Port Willunga is described by Wikipedia as a semi-rural suburb of Adelaide, and in some ways I think that sums up its charms rather well. It's only 40 minutes south of Adelaide by car on the Fleurieu Peninsular, but it feels a world away from the city.
Once described by Travel & Leisure magazine as one of the top 20 worldwide destinations, Port Willunga has an atmosphere of serenity and natural beauty while being close to the buzz of McLaren Vale and the rural areas bordering Willunga.
Historically Port Willunga was important as a working port but now its main attraction is as an unspoilt holiday destination. It makes a very enjoyable day trip with plenty of things to do for children too, but is also perfect as a base for a longer holiday stay.
There are a range of accommodation options from cottages to a pet friendly caravan park which should suit most budgets.
Port Willunga can be reached via the Southern Expressway of Main South Road. After passing through Aldinga you will enter the town through a wonderful avenue of hundred year old Aleppo pines casting a thick shady canopy over the road. It's believed that these were planted by school children in the early years of the 20th century as a memorial to our diggers.
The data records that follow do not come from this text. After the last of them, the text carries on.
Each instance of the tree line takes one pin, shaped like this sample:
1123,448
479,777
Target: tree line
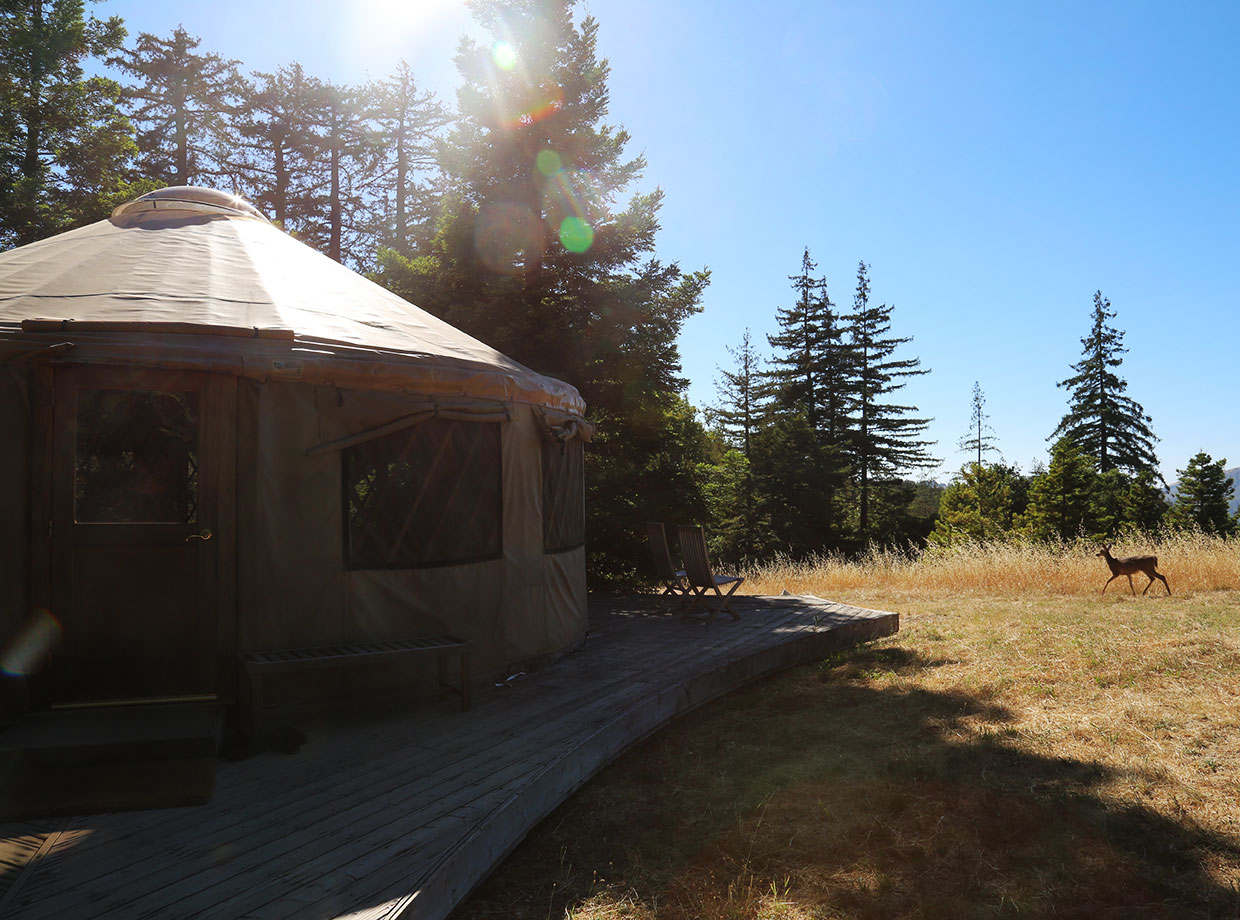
814,446
347,169
1102,476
Beaches Walking on the beach at Port Willunga I was struck by its cleanliness and natural beauty. The white sand of the beach was offset by the yellow-gold of the cliffs and the rich blue of the sea. This far south of Adelaide I imagine that the water may be a bit colder than in metropolitan waters.
Cars are not permitted on the beach, and it was only lightly used on a sunny winter day. Fishermen were ankle deep in water while children played in the sand with small family groups. There was also the occasional dog walker, most with dogs restrained on leash.
There was little noise other than the waves lapping the beach, while occasional sea birds called overhead.
For the more daring swimmers, one of Australia's most popular nudist beaches is a short way north of Port Willunga at Maslins Beach.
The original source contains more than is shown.